I missed a lot of school. Even when I was allowed back home I had to spend much more time in bed, which irritated me after a short time. I longed for the return to school. I was curious to find out from Alan what had happened to him after the accident and to see what kind of reception I'd get from him and the other kids. My mother kept me from going to school for quite some time. 'Doctor's orders!' she insisted. I would plead with her to allow me to go to school and she would explain that my bones needed time to heal properly. Once she said, 'It's a miracle that you're alive.'

I could only respond by saying, 'Yes. I know.' But I don't think she understood that I really did know it was kind of magical and enchanted the way I could survive things.

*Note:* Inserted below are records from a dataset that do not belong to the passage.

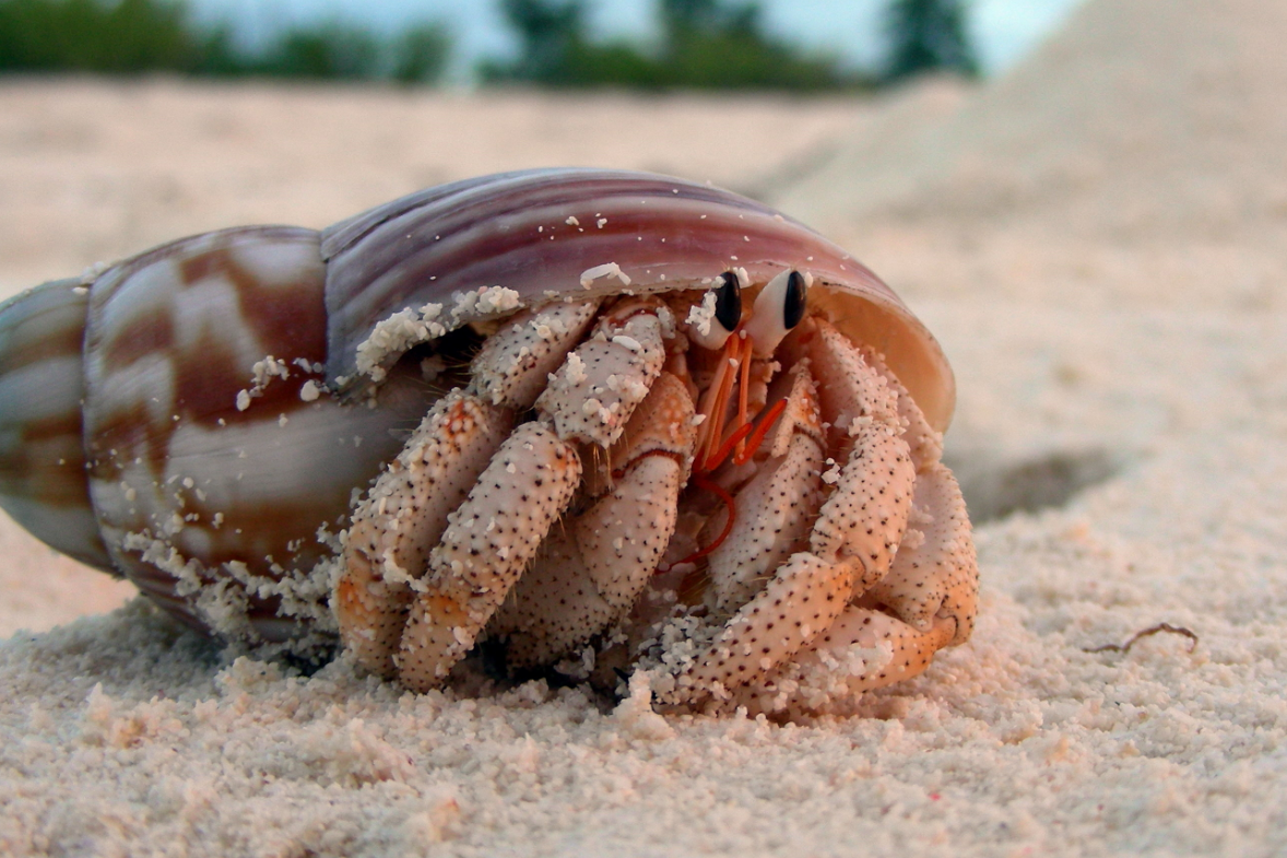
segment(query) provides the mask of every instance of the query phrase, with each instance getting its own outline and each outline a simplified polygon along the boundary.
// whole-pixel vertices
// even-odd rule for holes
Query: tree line
[[[870,89],[932,70],[977,73],[963,0],[889,0],[889,58],[880,72],[807,52],[764,27],[755,3],[658,0],[654,45],[596,40],[586,0],[501,0],[519,37],[512,61],[485,59],[488,84],[649,90]],[[328,21],[293,26],[246,48],[230,23],[199,26],[184,0],[0,0],[0,72],[175,72],[208,77],[390,80],[435,84],[453,49],[423,22],[382,36]]]

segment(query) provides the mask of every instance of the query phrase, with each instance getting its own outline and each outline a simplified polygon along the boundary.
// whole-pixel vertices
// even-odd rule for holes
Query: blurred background
[[[3,0],[0,71],[873,89],[1012,64],[1077,0]]]

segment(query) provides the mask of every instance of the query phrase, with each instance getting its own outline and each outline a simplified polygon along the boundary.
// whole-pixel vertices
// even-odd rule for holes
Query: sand
[[[138,600],[17,631],[0,853],[1282,854],[1284,26],[1255,0],[1098,0],[977,93],[875,104],[9,84],[0,180],[28,186],[0,195],[5,285],[232,219],[320,224],[457,164],[593,153],[775,198],[943,341],[983,587],[974,638],[921,678],[785,727],[541,683],[412,696],[344,661],[301,676]],[[158,128],[161,106],[181,119]],[[350,164],[328,138],[395,138],[376,113],[474,142]],[[256,155],[254,117],[304,155]],[[237,131],[220,144],[211,124]],[[22,149],[58,128],[71,142]],[[440,175],[417,173],[429,161]],[[288,176],[300,197],[275,198]],[[13,599],[85,595],[69,569],[31,595],[54,564],[5,539],[6,622],[35,625]],[[1161,622],[1196,644],[1086,652]]]

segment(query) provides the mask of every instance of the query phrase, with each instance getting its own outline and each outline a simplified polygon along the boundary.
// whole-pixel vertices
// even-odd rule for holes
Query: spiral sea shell
[[[322,232],[183,238],[0,305],[0,505],[188,624],[326,635],[354,493],[443,393],[421,357],[524,307],[691,289],[730,267],[752,282],[808,271],[811,309],[882,353],[946,428],[938,344],[817,233],[680,179],[534,170]]]

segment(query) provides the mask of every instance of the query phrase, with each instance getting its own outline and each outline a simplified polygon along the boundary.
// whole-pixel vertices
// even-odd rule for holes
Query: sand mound
[[[1281,227],[1283,32],[1264,0],[1090,3],[947,122],[856,140],[779,202],[825,224],[1040,213],[1115,242]]]
[[[0,643],[0,853],[1283,854],[1284,23],[1098,0],[952,119],[896,100],[781,195],[911,298],[974,514],[1019,510],[977,529],[973,639],[862,718],[403,694],[135,602]],[[1197,642],[1093,652],[1162,622]]]

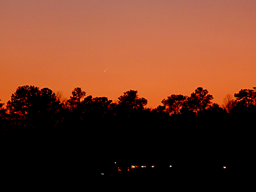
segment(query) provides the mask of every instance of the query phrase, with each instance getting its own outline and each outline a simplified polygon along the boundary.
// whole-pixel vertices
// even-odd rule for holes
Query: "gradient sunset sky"
[[[256,86],[256,0],[2,0],[0,99],[75,87],[155,108],[199,87],[221,105]]]

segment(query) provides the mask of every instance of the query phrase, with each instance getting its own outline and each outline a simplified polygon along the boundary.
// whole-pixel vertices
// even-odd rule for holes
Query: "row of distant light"
[[[115,163],[116,163],[116,162],[115,162]],[[154,167],[154,166],[151,166],[151,167]],[[135,167],[135,166],[132,166],[133,168],[134,168],[134,167]],[[144,167],[146,167],[146,166],[145,165],[144,165],[144,166],[141,166],[141,167],[144,168]],[[170,166],[170,167],[172,167],[172,166]],[[225,166],[223,166],[223,169],[226,169],[226,167]]]
[[[116,162],[115,162],[115,163],[116,163]],[[154,166],[151,166],[151,167],[154,167]],[[132,166],[133,168],[134,168],[134,167],[135,167],[135,166]],[[143,168],[144,168],[145,167],[146,167],[146,166],[145,165],[144,165],[144,166],[141,166],[141,167],[142,167]],[[170,166],[170,167],[172,167],[172,166]],[[226,169],[226,167],[225,166],[223,166],[223,169]],[[121,170],[120,170],[121,171]],[[104,173],[102,173],[102,175],[104,175]]]

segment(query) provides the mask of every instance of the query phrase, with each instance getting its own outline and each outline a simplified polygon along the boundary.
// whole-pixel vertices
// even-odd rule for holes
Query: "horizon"
[[[221,106],[256,86],[256,1],[0,2],[0,102],[18,87],[75,87],[155,108],[198,87]]]

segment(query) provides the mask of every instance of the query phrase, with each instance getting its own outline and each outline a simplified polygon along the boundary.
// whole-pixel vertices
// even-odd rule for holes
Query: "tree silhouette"
[[[119,113],[130,116],[136,111],[144,109],[144,107],[147,105],[148,101],[143,97],[139,98],[137,93],[137,90],[130,90],[118,98],[117,107]]]
[[[253,87],[253,89],[241,89],[238,93],[235,93],[237,105],[246,107],[256,105],[256,87]]]
[[[197,88],[188,98],[186,105],[187,109],[197,114],[207,109],[212,103],[211,100],[213,99],[212,95],[208,93],[208,91],[206,89]]]
[[[85,92],[82,91],[80,87],[76,87],[72,91],[72,96],[67,101],[67,105],[68,109],[71,111],[79,107],[81,103],[81,99],[85,96]]]
[[[0,99],[0,101],[1,99]],[[5,134],[8,133],[8,119],[6,109],[3,106],[4,103],[0,103],[0,131],[1,134]]]
[[[170,114],[177,115],[180,113],[180,110],[187,98],[182,95],[172,95],[167,99],[162,101],[162,103],[166,107],[166,111]]]
[[[54,127],[61,108],[51,90],[28,85],[19,87],[6,107],[14,124],[28,128]]]
[[[227,94],[223,99],[223,108],[227,113],[230,113],[231,109],[235,107],[236,102],[233,99],[232,96]]]

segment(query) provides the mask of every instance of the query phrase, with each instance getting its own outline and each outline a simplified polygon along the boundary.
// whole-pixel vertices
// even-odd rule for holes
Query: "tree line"
[[[227,95],[220,106],[198,87],[151,109],[137,90],[113,102],[80,87],[65,100],[48,88],[19,87],[6,107],[0,104],[1,134],[8,139],[2,146],[5,167],[20,173],[29,168],[31,175],[55,170],[67,178],[82,169],[100,174],[99,165],[106,162],[237,169],[253,159],[256,88],[234,96]]]
[[[170,116],[250,115],[256,111],[256,89],[241,89],[234,94],[235,99],[227,95],[221,106],[212,103],[212,96],[199,87],[189,96],[171,95],[162,101],[163,105],[151,109],[145,107],[147,99],[139,97],[137,90],[124,93],[114,103],[105,97],[86,96],[80,87],[75,88],[72,96],[65,100],[59,92],[26,85],[17,88],[6,107],[0,103],[0,125],[2,134],[8,134],[13,131],[31,132],[37,128],[50,130],[68,125],[81,127],[85,122],[99,122],[103,119],[142,121]]]

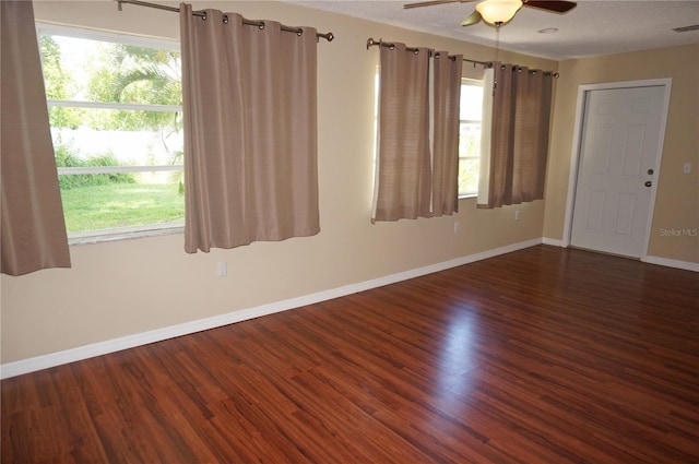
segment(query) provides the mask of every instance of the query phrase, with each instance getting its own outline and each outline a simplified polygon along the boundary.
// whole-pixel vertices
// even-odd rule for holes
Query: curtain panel
[[[180,4],[185,250],[320,231],[316,29]]]
[[[372,222],[430,216],[429,49],[380,47]]]
[[[31,1],[1,1],[1,271],[70,267]]]
[[[495,63],[493,79],[494,85],[486,86],[486,92],[493,88],[493,95],[484,99],[491,104],[489,140],[482,144],[482,176],[487,179],[482,177],[479,182],[477,206],[491,209],[541,200],[553,76],[541,70]]]
[[[461,57],[405,44],[380,47],[371,222],[458,209]]]
[[[433,59],[433,216],[459,211],[459,103],[463,56]]]

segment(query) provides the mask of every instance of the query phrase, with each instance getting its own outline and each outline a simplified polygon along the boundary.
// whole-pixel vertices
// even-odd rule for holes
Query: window
[[[179,45],[37,29],[69,238],[181,227]]]
[[[459,197],[478,193],[483,82],[462,80],[459,124]]]

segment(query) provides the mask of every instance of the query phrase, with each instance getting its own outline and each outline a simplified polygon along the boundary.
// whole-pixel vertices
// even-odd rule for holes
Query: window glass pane
[[[459,193],[474,194],[478,192],[478,158],[459,159]]]
[[[181,105],[179,51],[40,35],[49,99]]]
[[[59,176],[69,233],[185,221],[182,172]]]
[[[473,195],[478,192],[482,115],[483,84],[476,81],[464,81],[461,85],[459,127],[460,195]]]
[[[483,85],[461,86],[460,119],[479,121],[483,114]]]
[[[179,51],[169,43],[141,37],[59,26],[39,31],[68,231],[181,224]],[[130,171],[60,169],[115,166]]]
[[[462,122],[459,128],[459,157],[481,155],[481,123]]]
[[[181,112],[50,107],[49,121],[59,167],[182,164]]]

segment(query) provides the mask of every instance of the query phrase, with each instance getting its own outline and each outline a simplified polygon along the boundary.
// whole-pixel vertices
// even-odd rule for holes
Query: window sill
[[[166,235],[183,234],[185,225],[161,224],[145,226],[147,228],[130,227],[118,229],[92,230],[68,235],[69,246],[107,243],[110,241],[132,240],[137,238],[161,237]]]

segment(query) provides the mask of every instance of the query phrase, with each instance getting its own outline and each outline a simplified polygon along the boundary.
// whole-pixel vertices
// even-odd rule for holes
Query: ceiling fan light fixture
[[[485,0],[476,4],[476,11],[481,13],[483,21],[491,25],[507,23],[520,8],[521,0]]]

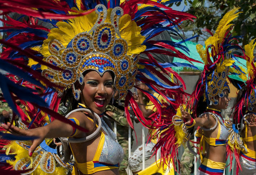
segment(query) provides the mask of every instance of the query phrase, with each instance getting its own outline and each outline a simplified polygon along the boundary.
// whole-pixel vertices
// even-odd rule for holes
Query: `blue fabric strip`
[[[201,164],[199,167],[202,169],[204,169],[207,171],[210,172],[211,173],[224,173],[224,170],[220,169],[214,169],[213,168],[209,168],[206,166]]]
[[[118,163],[116,165],[111,165],[111,164],[109,164],[108,163],[104,163],[101,162],[97,162],[94,163],[94,168],[96,168],[96,167],[118,167]]]
[[[226,140],[215,140],[215,145],[222,145],[226,144],[227,143],[227,141]]]

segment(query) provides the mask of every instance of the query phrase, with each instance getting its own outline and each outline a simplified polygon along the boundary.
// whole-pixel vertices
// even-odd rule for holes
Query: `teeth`
[[[104,97],[103,97],[103,98],[100,98],[100,97],[96,97],[95,98],[96,99],[99,99],[100,100],[104,100],[105,99],[105,98]]]

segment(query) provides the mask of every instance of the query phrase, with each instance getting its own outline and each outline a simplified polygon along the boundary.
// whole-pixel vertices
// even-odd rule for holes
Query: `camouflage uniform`
[[[191,142],[190,143],[190,145],[191,147],[194,147]],[[191,169],[194,164],[194,155],[188,150],[187,147],[185,148],[184,152],[181,157],[180,174],[182,175],[190,175],[191,174]]]
[[[118,143],[123,148],[124,155],[124,159],[119,167],[119,174],[126,175],[127,174],[126,169],[128,166],[128,132],[129,124],[126,117],[124,116],[124,111],[112,105],[108,105],[105,111],[110,111],[113,112],[113,115],[110,117],[116,123],[116,137]],[[112,123],[114,127],[114,122]],[[131,131],[132,131],[132,130]],[[131,144],[132,145],[133,138],[131,138]]]
[[[66,102],[66,106],[64,105],[63,102],[61,103],[59,106],[58,113],[60,115],[65,116],[66,115],[68,114],[68,112],[70,112],[70,111],[69,111],[68,108],[70,107],[70,103],[68,100],[67,100]]]
[[[4,110],[9,112],[9,114],[10,114],[11,112],[12,112],[11,108],[9,107],[7,102],[3,102],[2,100],[0,100],[0,122],[1,123],[10,121],[10,118],[5,118],[3,115],[2,113]]]

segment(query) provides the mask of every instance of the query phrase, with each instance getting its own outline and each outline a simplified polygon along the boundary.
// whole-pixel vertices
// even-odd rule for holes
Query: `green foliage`
[[[184,23],[184,27],[194,34],[201,35],[203,29],[213,32],[217,28],[220,19],[234,6],[241,8],[238,18],[233,22],[235,24],[232,32],[234,35],[244,36],[240,41],[243,46],[256,38],[256,1],[255,0],[184,0],[186,5],[190,6],[187,11],[196,16],[195,23]],[[180,3],[176,2],[179,6]],[[204,33],[205,32],[204,32]]]

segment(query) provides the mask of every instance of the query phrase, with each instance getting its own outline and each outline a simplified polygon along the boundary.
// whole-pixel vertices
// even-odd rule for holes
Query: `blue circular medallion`
[[[64,70],[62,72],[62,77],[65,80],[69,80],[72,78],[73,75],[72,72],[71,71],[68,70]]]
[[[127,70],[129,67],[129,62],[127,60],[125,60],[121,62],[120,66],[122,70],[123,71],[125,71]]]
[[[116,44],[113,49],[113,53],[115,56],[119,57],[122,55],[124,52],[123,48],[123,45],[121,44],[118,43]]]
[[[68,53],[66,56],[66,60],[70,64],[72,64],[76,61],[76,56],[73,52]]]
[[[212,91],[212,93],[214,94],[215,94],[215,93],[217,93],[218,91],[218,89],[215,89],[213,91]]]
[[[123,87],[125,84],[125,83],[126,82],[126,78],[123,76],[121,77],[119,79],[119,81],[118,82],[118,85],[120,87]]]
[[[103,10],[103,8],[102,7],[99,7],[97,9],[97,10],[98,10],[98,11],[100,12],[101,12]]]
[[[116,11],[116,14],[119,16],[121,14],[121,10],[118,10]]]

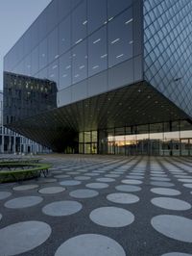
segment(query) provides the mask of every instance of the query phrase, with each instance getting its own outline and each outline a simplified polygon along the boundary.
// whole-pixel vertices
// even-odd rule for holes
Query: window
[[[53,62],[48,67],[48,79],[58,84],[59,65],[58,61]]]
[[[70,16],[65,18],[59,27],[60,54],[66,52],[71,46],[71,21]]]
[[[48,62],[56,60],[59,57],[58,52],[58,28],[48,36]]]
[[[132,5],[132,0],[108,0],[108,20]]]
[[[72,66],[73,84],[87,77],[86,41],[84,41],[73,48]]]
[[[107,29],[104,27],[88,38],[88,75],[107,69]]]
[[[88,33],[92,33],[107,21],[107,0],[88,0]]]
[[[72,43],[77,44],[86,37],[86,1],[75,9],[72,13]]]
[[[71,52],[68,52],[60,59],[60,89],[71,85]]]
[[[108,23],[108,65],[132,57],[132,13],[129,9]]]
[[[39,69],[47,64],[47,38],[39,44]]]

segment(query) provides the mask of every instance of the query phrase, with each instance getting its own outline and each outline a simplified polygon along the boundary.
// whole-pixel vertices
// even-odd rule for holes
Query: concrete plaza
[[[0,256],[192,255],[192,159],[46,155],[0,185]]]

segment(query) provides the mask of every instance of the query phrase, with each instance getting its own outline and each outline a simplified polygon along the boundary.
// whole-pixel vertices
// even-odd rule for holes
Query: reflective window
[[[40,72],[38,73],[38,77],[40,79],[48,79],[47,68],[40,70]]]
[[[43,68],[47,64],[48,61],[48,49],[47,49],[47,38],[45,38],[39,44],[39,69]]]
[[[108,65],[132,57],[132,13],[129,9],[108,23]]]
[[[91,33],[107,21],[107,0],[88,0],[87,15],[88,33]]]
[[[107,69],[107,28],[104,27],[88,38],[88,75]]]
[[[84,41],[73,48],[72,64],[73,84],[85,79],[87,77],[86,41]]]
[[[59,57],[58,51],[58,28],[48,36],[48,62],[56,60]]]
[[[38,71],[38,47],[32,52],[32,75]]]
[[[59,47],[60,54],[66,52],[71,46],[71,20],[70,16],[65,18],[59,26]]]
[[[59,0],[59,18],[61,20],[71,11],[71,0]]]
[[[24,74],[27,76],[31,76],[31,69],[32,69],[32,64],[31,64],[31,55],[28,55],[24,59]]]
[[[47,9],[47,32],[52,31],[58,23],[58,1],[52,1]]]
[[[77,44],[86,37],[86,1],[83,1],[72,13],[72,43]]]
[[[60,89],[71,85],[71,53],[68,52],[60,58]]]
[[[48,67],[48,79],[58,84],[59,80],[59,62],[53,62]]]
[[[116,14],[132,5],[132,0],[108,0],[108,14],[110,20]]]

'You must have a very special guardian angel.'

'Yes, I guess so.'

Then my day arrived. I was to be allowed to visit the school. It was still by appointment and only to see the headmaster, but it was better than nothing. It was wonderful. I made my entrance quite deliberately at the wrong end of the school. This, you see, gave me the opportunity of passing down the central corridor and seeing into each classroom. Of course I could also be seen. At the end of the corridor I prepared for the most dramatic walk of my life. I'd left the walking stick at home. This way was far more dramatic. I saw myself being spotted by the kids in each classroom as I made the most of my limp. A senior boy in the corridor told me that the whole school had been praying for me twice a day. Fame at last, I thought. It was better than ever I could have hoped for. I had centre stage and I was going to make the most of it. Can you blame me? The headmaster, coming out of his office to see what all the fuss was about, saw me and greeted me with the kind of warmth usually reserved for old friends. He sent the prefect to fetch my form teacher. We had tea and biscuits together and I felt like a human being among equals. So warm was the welcome that I began to feel slightly, but only slightly, guilty for overdoing the limp. We talked about the accident and once again I was told that it was a miracle that I was alive. On the way out I had no choice but to maintain the same limp I'd arrived with. I felt deeply ashamed. I decided that by the time I was allowed to return to school full-time my limp would be gone. It very nearly was too. A miraculous recovery indeed.

When I finally did get back to school the headmaster had assigned a boy to look after me for a couple of weeks. As things turned out, this was the best thing that could have happened to me. His name was Laurie Clarke. He was an altar boy and he very quickly enrolled me there too. He did his job well, never allowing me to be pushed by the other kids or to carry anything. He'd meet me at the corner of the street each morning, walk me to church where we would serve at the altar for morning mass, walk me to school, carry my books, explain to the other boys all about my accident and how it was a miracle that I was alive. He was quite a charmer. He was there whenever I needed a hand. He even invited me to his youth club. It was a church-run club not far from home. I went mainly to repay him for his kindness. He introduced me to all his friends and told them all about the miracle. It was getting embarrassing. Then, halfway through the evening, when we were all sat on the steps outside the club I saw this boy. He was my age and was just getting off his bike. His healthy colour and thick black curly hair made him look like one of those Greek or Roman statues. He was greeted warmly by everyone. I was struck dumb. Laurie introduced us. His name was Mike.